11月に強行処理されたのは、俗称「黄色い封筒(月給袋のこと)法案」だ。「下請け企業の労組は、元請け企業に対して、労働条件に関する団体交渉権を持つ」ことを主眼とする内容だ。
大手建設会社なら、200社以上の下請け企業の労組と団体交渉をしなければならなくなる。
韓国は大統領制だから、国会で可決された法案に対して、大統領が拒否権を持つ。大統領が拒否しても、国会が3分の2の多数で再可決すれば成立するが、野党勢力は3分の2には達していないから、黄色い封筒法案は廃案になる。
ところが、犬肉禁止を推進する団体には、大統領夫人の金建希(キム・ゴンヒ)氏が昔から関与している。今年4月にも、推進団体との昼食会で「犬肉の食用を尹錫悦(ユン・ソンニョル)政権の任期内に終息するよう努力する。それが私の本分だ」と述べた。

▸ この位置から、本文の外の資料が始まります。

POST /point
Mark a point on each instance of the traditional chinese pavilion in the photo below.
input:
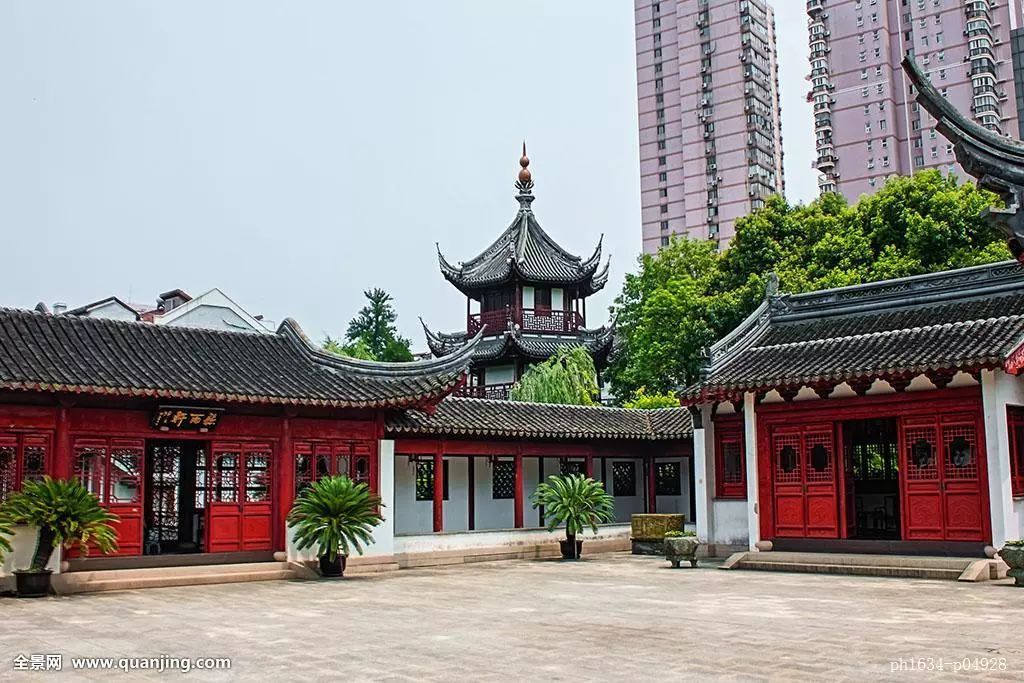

こんなことを言うから〝女帝〟批判も出るのだろうが、彼女の「犬肉禁止」の主張には強い支持が集まっている。
が、それは「金建希ごときの声に従い、犬肉禁止が実現するのは腹立たしい」との感情に結び付く。ネットには「金建希がそう言うなら、俺は今日から犬肉を食べるぞ」との書き込みが載り、賛同を集めた。
2021年9月、文在寅(ムン・ジェイン)大統領が「犬の食用禁止を検討する時期が来た」と述べたとき、野党「国民の力」(現在の与党)のスポークスマンは、こう批判した。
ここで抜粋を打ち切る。